Search code examples
pythoncsvnumpygenfromtxt

How to extract data from .csv file and create a plot?


I have a .csv file with 24columns x 514rows of data. Each of these column represent different parameters and I wish to study the trends between different parameters.

I am using genfromtxt to import the data as a numpy array such that I can plot the values of two particular columns(e.g. column 9 against column 11). Here is what I have so far:

import matplotlib.pyplot as plt
import numpy as np


data = np.genfromtxt('output_burnin.csv', delimiter=',')

impactparameter=data[:,11]
planetradius=data[:,9]

plt.plot(planetradius,impactparameter,'bo')
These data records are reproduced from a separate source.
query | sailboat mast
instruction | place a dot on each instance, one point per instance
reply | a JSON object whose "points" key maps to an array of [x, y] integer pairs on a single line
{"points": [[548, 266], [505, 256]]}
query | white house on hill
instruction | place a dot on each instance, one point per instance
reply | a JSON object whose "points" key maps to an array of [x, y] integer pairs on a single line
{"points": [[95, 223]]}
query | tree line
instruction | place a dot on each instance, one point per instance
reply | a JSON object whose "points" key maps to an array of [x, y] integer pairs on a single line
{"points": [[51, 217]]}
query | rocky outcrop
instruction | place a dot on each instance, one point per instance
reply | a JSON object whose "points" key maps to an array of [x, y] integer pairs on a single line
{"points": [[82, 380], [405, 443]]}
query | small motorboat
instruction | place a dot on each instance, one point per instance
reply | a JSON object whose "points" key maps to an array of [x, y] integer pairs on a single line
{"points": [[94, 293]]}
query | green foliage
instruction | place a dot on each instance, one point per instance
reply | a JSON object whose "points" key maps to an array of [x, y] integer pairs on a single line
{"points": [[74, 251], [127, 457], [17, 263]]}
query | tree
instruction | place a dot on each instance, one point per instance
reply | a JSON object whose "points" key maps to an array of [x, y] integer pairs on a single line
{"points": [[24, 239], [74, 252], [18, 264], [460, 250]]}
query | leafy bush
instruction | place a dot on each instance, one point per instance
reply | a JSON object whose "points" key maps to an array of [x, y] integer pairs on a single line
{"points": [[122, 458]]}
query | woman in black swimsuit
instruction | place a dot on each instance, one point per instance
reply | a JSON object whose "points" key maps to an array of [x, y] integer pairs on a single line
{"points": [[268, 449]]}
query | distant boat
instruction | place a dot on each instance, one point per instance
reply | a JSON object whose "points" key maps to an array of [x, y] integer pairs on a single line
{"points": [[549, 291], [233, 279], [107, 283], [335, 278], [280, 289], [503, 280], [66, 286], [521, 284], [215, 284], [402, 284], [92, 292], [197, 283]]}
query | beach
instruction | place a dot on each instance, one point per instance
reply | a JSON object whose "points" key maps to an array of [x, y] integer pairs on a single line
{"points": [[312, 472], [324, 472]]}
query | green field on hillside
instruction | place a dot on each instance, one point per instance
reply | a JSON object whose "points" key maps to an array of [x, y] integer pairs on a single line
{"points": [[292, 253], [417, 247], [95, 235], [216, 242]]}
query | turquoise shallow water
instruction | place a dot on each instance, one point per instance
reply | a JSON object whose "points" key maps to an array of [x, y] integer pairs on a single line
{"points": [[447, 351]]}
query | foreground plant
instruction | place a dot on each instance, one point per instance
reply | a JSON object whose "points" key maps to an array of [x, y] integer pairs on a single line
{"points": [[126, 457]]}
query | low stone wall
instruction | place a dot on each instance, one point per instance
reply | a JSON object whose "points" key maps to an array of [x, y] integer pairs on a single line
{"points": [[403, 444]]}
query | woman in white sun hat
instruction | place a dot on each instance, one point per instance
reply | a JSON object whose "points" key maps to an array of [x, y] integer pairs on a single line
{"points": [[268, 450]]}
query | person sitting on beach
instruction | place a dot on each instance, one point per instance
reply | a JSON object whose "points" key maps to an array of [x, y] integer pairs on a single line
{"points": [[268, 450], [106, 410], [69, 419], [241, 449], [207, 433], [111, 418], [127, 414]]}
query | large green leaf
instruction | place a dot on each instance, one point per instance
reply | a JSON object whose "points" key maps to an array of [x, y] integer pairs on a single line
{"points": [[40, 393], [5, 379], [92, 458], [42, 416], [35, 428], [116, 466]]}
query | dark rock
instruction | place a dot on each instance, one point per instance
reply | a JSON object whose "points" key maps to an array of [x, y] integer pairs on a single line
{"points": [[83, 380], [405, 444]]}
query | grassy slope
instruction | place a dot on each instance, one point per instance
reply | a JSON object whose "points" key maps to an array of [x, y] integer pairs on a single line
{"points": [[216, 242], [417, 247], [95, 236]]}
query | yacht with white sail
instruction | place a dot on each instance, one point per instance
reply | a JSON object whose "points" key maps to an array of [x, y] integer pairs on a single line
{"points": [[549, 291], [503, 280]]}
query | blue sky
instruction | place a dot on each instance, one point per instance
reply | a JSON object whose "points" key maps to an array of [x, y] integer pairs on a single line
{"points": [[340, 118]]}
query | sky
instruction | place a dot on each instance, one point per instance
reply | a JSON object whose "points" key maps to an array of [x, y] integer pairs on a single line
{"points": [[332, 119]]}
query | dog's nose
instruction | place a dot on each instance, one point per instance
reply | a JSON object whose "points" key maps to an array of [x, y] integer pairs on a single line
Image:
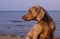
{"points": [[24, 18]]}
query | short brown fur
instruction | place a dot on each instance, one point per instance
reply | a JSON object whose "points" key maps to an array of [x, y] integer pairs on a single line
{"points": [[45, 27]]}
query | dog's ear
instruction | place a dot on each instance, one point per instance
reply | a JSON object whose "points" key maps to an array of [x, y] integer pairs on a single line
{"points": [[41, 14]]}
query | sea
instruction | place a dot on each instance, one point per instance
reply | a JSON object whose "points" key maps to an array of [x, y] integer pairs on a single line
{"points": [[11, 22]]}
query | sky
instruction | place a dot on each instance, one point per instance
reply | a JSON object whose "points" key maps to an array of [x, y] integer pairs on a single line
{"points": [[19, 5]]}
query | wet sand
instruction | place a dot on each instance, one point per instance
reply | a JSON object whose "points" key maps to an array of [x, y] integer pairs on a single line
{"points": [[16, 37]]}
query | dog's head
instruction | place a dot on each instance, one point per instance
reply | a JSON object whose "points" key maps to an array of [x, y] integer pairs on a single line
{"points": [[34, 13]]}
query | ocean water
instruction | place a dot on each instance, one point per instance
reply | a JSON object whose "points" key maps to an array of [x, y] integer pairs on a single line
{"points": [[11, 22]]}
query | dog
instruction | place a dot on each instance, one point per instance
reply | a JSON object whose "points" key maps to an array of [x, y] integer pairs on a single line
{"points": [[45, 26]]}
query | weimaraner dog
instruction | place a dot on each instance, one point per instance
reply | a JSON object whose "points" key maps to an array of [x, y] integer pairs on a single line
{"points": [[45, 26]]}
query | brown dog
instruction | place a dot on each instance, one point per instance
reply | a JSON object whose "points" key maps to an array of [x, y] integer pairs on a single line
{"points": [[45, 27]]}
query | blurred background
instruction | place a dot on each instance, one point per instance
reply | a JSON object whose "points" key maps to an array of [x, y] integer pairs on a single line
{"points": [[11, 12]]}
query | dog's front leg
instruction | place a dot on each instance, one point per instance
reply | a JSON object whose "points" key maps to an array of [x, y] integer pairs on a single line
{"points": [[37, 30]]}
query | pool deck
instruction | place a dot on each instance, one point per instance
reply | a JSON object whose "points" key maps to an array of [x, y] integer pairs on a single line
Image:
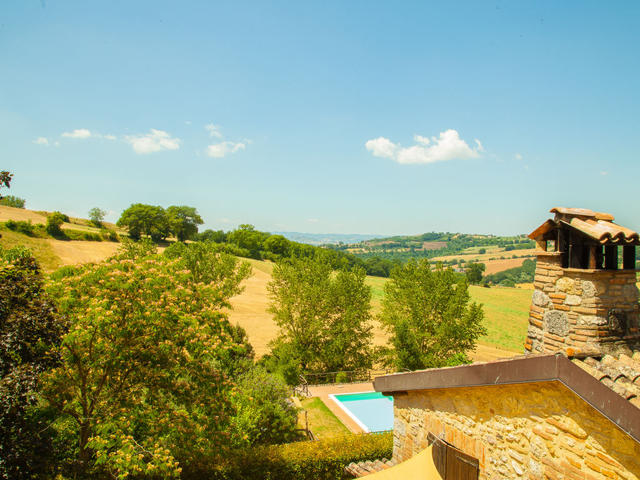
{"points": [[323, 391]]}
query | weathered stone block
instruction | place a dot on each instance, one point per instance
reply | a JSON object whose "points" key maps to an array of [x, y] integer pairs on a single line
{"points": [[573, 300], [556, 322], [540, 299]]}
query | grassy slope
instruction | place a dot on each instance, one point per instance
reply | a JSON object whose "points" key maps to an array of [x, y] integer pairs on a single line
{"points": [[322, 422], [506, 312], [505, 308]]}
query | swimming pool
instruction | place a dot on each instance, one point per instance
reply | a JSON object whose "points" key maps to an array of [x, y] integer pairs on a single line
{"points": [[372, 411]]}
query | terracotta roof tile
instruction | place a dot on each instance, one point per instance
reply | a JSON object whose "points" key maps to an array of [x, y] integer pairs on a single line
{"points": [[620, 373]]}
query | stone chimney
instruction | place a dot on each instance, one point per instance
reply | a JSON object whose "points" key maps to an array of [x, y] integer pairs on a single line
{"points": [[585, 300]]}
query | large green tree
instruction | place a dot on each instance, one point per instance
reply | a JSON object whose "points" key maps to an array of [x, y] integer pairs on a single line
{"points": [[324, 317], [143, 381], [429, 316], [184, 222], [29, 332], [141, 219]]}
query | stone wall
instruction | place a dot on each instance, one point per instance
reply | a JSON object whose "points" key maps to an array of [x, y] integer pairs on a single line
{"points": [[531, 431], [575, 310]]}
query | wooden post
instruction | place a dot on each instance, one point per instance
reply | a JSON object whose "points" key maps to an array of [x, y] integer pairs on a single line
{"points": [[629, 257], [611, 257], [592, 257]]}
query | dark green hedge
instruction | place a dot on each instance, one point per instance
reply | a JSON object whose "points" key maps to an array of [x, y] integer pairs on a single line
{"points": [[321, 460]]}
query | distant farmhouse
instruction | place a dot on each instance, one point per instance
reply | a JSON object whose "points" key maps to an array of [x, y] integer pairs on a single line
{"points": [[570, 407]]}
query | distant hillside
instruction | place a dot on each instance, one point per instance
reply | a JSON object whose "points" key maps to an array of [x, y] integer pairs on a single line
{"points": [[496, 252], [325, 238]]}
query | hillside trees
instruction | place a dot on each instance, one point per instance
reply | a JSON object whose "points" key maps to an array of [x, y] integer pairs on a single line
{"points": [[183, 222], [428, 313], [29, 332], [323, 318], [158, 223], [474, 272], [12, 201], [96, 215], [5, 181], [143, 382], [54, 222], [143, 219]]}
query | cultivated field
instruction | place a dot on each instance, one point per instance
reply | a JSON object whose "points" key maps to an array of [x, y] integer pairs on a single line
{"points": [[506, 312], [506, 309]]}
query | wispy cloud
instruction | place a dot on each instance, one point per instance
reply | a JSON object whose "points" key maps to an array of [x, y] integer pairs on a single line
{"points": [[154, 141], [78, 133], [84, 133], [214, 130], [447, 146], [219, 150]]}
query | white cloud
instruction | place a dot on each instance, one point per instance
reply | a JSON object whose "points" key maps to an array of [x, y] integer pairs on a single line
{"points": [[214, 130], [381, 147], [154, 141], [219, 150], [78, 133], [421, 139], [447, 146]]}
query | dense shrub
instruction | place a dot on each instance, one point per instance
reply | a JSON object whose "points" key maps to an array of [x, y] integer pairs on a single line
{"points": [[12, 201], [20, 226], [324, 459], [29, 332], [54, 222], [81, 235]]}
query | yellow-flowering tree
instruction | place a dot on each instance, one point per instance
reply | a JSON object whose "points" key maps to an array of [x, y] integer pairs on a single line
{"points": [[143, 376]]}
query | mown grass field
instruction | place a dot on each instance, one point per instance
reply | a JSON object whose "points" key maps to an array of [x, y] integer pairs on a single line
{"points": [[322, 422], [506, 309]]}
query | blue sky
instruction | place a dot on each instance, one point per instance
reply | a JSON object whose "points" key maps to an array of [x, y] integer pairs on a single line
{"points": [[344, 117]]}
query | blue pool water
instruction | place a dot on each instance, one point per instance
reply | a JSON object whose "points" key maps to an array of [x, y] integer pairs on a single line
{"points": [[371, 410]]}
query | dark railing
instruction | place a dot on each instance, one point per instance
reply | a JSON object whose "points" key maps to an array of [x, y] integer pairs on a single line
{"points": [[351, 376]]}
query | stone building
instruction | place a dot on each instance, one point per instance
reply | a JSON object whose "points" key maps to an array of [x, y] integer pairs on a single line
{"points": [[567, 409]]}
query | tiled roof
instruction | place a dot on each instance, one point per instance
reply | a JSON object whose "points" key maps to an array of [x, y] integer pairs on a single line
{"points": [[597, 225], [365, 468], [621, 374]]}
plt.title('Impact Parameter vs. Planet Radius')
plt.xlabel('R$_P$/R$_Jup$')
plt.ylabel('b/R$_star$')

plt.show()

With this code I encounter an error at line 12:

    impactparameter=data[:,11]
IndexError: too many indices

What could the problem be in here?

Also, I have been trying to figure out how to give each column a header in the .csv file. So instead of counting the column number, I can just call the name of that particular column when I do the plotting. Is there a way to do this?
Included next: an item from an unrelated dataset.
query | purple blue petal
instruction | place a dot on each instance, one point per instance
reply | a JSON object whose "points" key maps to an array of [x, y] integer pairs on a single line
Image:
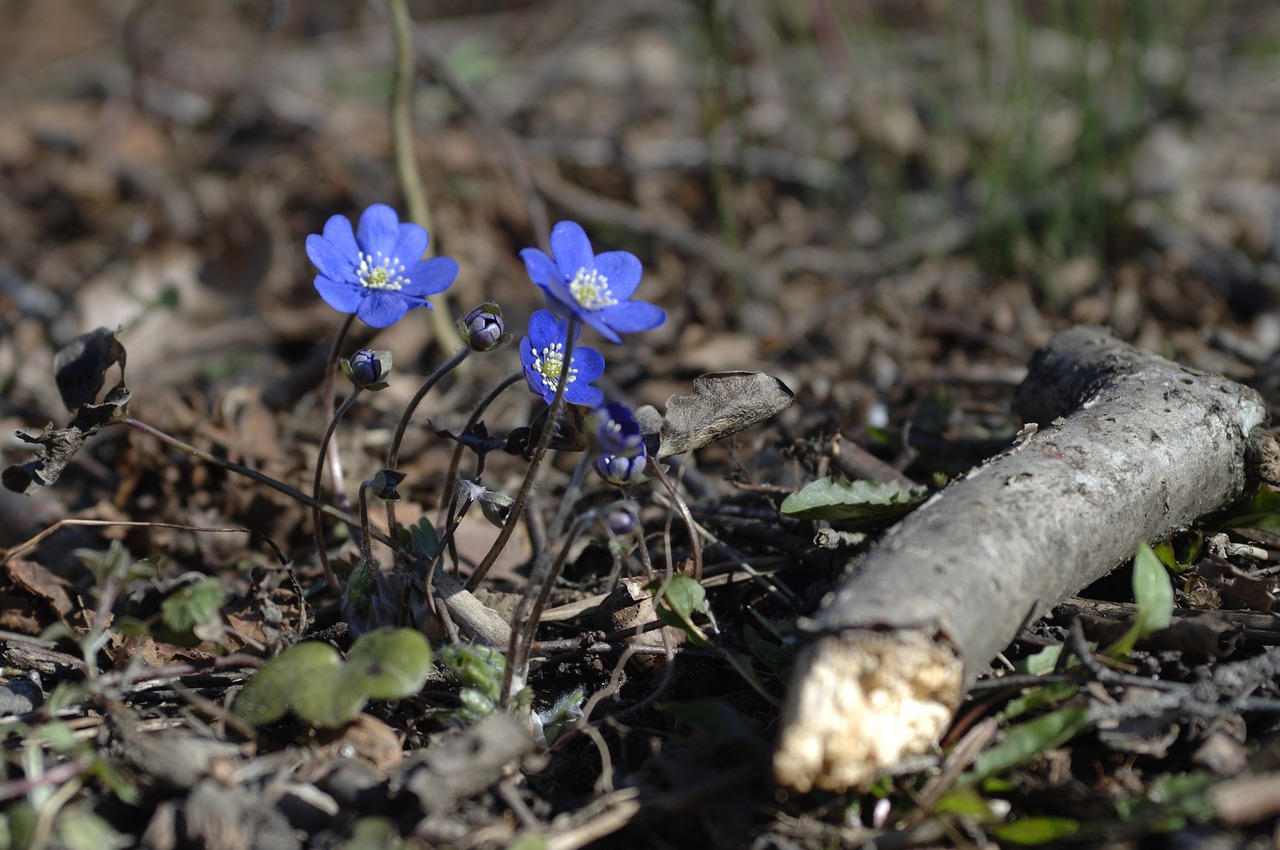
{"points": [[622, 270], [571, 248], [378, 229]]}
I am a complete newbie in Python, any help would be much appreciated, Thanks!


Solution

  • Also, I have been trying to figure out how to give each column a header in the .csv file. So instead of counting the column number, I can just call the name of that particular column when I do the plotting. Is there a way to do this?
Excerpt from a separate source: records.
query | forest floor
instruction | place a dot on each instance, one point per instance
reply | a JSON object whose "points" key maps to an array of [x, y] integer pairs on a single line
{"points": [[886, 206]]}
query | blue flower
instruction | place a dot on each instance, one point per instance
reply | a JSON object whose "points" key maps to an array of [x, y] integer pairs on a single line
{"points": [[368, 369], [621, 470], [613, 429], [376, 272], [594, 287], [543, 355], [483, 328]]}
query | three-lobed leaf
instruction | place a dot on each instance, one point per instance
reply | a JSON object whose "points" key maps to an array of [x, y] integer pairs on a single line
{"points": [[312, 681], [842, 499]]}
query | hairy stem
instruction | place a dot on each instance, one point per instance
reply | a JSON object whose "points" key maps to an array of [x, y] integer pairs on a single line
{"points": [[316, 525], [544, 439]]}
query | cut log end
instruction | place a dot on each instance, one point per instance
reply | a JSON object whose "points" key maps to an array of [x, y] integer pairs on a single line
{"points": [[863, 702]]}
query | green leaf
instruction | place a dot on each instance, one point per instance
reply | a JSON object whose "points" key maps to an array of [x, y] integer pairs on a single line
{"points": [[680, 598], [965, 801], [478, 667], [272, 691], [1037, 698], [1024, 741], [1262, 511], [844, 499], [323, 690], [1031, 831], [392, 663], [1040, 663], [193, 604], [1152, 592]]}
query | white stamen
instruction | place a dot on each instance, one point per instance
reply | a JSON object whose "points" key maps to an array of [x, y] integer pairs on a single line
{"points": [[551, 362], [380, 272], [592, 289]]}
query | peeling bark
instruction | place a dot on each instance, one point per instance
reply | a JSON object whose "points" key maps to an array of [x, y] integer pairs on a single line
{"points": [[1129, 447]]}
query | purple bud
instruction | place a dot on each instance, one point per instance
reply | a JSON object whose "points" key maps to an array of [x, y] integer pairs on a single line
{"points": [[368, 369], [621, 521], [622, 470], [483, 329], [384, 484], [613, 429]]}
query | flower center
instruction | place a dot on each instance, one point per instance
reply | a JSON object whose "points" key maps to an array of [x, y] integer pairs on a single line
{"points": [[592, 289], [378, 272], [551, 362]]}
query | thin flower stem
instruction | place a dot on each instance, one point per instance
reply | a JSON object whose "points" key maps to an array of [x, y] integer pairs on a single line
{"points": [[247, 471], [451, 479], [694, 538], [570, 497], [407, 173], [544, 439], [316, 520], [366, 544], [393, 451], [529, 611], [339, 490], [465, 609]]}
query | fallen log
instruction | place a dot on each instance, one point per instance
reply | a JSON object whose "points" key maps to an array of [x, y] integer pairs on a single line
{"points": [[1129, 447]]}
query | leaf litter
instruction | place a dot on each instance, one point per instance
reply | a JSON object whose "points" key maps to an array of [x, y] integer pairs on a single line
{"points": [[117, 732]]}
    To give columns in your array names, you need to make it a structured array.

    Here's a simple example:

    a = np.zeros(5, dtype='f4, f4, f4')
    a.dtype.names = ('col1', 'col2', 'col3')
    print a[0]  # prints [0, 0, 0], the first row (record)
    print a['col1']  # prints [0, 0, 0, 0, 0], the first column
    

    If you have the column names at the beginning of your CSV file, and set names=True in np.genfromtxt, then Numpy will automatically create a structured array for you with the correct names.